Fire: A Queer Film Classic
- Author: Shohini Ghosh
- Language: English
- Subject: Fire
- Genre: Film Study
- Publisher: Orient Publishing
- Publication place: India
- Pages: 152
- ISBN: 9788122205039

= Fire: A Queer Film Classic =

2010 book by Shohini Ghosh

Fire: A Queer Film Classic (2010) is a book written by film critic Shohini Ghosh about the controversial and critically appreciated 1996 film Fire directed by Deepa Mehta which starred Shabana Azmi and Nandita Das. It is part of the Queer Film Classics series from Arsenal Pulp Press.

==Content==
Fire: A Queer Film Classic gives a detailed study about the Indian-born Canadian-based director Deepa Mehta's debut film. The film Fire was noted for its discussions on lesbian relationships and for its criticism of Hindu marriage practices. The movie is about two Hindu housewives named Radha and Sita who fall in love as a result of their failed marriages. Their relationship gets on stake when one of the husband learns about it from the servant. The film ends where the two women leave their families to make a life for themselves. The movie never gives any indications about their future and left that entirely for the audience to imagine. The movie was also noted for the various metaphors it used for the concept of 'Fire'.

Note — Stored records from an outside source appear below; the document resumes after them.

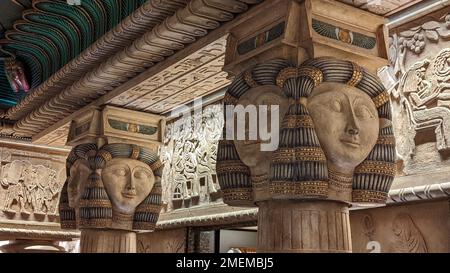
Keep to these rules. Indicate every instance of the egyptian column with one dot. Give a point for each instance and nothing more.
(317, 61)
(113, 186)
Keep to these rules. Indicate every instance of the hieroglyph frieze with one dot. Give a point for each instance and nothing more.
(27, 188)
(189, 157)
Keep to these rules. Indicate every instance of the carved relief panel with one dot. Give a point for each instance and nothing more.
(31, 181)
(418, 80)
(418, 228)
(189, 157)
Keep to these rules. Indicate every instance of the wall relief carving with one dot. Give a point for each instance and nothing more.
(30, 183)
(408, 228)
(421, 103)
(189, 158)
(29, 188)
(418, 80)
(408, 238)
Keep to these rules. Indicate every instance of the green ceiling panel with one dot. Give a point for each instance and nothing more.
(52, 33)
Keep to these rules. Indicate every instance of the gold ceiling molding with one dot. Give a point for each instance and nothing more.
(146, 17)
(194, 76)
(382, 7)
(171, 35)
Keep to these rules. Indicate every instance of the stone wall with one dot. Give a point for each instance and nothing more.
(411, 228)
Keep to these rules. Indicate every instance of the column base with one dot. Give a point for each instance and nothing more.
(303, 226)
(107, 241)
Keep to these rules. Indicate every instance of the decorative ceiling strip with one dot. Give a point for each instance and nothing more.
(194, 76)
(184, 27)
(23, 233)
(134, 26)
(381, 7)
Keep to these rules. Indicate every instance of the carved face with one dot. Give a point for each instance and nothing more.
(249, 150)
(127, 182)
(79, 173)
(346, 122)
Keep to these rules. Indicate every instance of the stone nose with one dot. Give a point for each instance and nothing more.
(352, 131)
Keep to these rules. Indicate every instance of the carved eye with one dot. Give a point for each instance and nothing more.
(336, 106)
(363, 112)
(120, 172)
(141, 174)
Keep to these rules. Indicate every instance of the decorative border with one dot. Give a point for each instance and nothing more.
(343, 35)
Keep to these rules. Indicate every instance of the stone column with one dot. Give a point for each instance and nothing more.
(107, 241)
(336, 147)
(298, 226)
(113, 186)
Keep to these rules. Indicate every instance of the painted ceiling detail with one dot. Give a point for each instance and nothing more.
(51, 33)
(381, 7)
(166, 38)
(131, 28)
(194, 76)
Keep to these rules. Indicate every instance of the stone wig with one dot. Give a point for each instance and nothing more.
(66, 213)
(95, 205)
(298, 168)
(147, 213)
(233, 175)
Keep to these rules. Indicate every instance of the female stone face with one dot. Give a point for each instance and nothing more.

Though the film was premiered in 1996 and won several prestigious awards, it made its premiere in India only in 1999. Despite getting a clean approval from the Central Board of Film Certification, the movie ignited a series of controversies. Members of political parties including RSS and Shivsena, which were incensed by the film's explicit depiction of lesbians, made wide protests across the nation. Processions were made against the movie in cities along with burning down movie posters and effigies of the directors and lead actors. In Mumbai and Delhi, theaters screening the film were attacked. However, after a series of counterprotests and approaching the court, the film was given permission to screen in India without any hindrance and eventually turned out to be a financial success.

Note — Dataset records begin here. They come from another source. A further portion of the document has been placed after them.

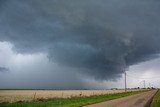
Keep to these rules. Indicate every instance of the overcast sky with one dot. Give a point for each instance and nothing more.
(79, 44)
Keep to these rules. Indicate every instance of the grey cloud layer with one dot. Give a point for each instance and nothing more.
(100, 38)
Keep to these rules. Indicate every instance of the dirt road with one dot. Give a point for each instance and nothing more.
(139, 100)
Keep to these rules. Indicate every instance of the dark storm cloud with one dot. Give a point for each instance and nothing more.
(3, 69)
(100, 38)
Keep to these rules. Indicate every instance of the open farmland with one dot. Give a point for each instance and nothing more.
(29, 95)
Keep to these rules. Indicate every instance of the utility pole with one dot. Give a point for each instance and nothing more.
(125, 81)
(144, 82)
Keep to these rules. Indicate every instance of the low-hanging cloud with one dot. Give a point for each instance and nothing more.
(4, 69)
(99, 38)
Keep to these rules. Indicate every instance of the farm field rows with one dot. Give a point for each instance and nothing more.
(29, 95)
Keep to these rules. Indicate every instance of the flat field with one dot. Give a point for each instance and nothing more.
(10, 96)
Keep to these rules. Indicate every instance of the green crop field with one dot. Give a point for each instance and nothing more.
(70, 102)
(156, 100)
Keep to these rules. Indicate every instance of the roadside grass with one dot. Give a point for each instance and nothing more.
(70, 102)
(156, 100)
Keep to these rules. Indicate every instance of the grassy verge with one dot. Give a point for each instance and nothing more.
(70, 102)
(156, 100)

The book examines in detail the controversy caused by the film; the situations leading to that; and its results. The book also considers the film's approach to sexism and marriage practises existing in India, along with the problems faced by women due to religion and rituals.

==Background==
Fire is a 1996 film directed and written by Deepa Mehta and starring Shabana Azmi and Nandita Das. It is the first installment of Mehta's Elements trilogy. It is followed by Earth (1998) and Water (2005).The film is loosely based on Ismat Chugtai's 1941 story, Lihaaf (The Quilt). It was one of the first mainstream films in India to explicitly show homosexual relations. After its 1998 release in India, certain groups staged several protests, setting off a flurry of public dialogue around issues such as homosexuality and freedom of speech.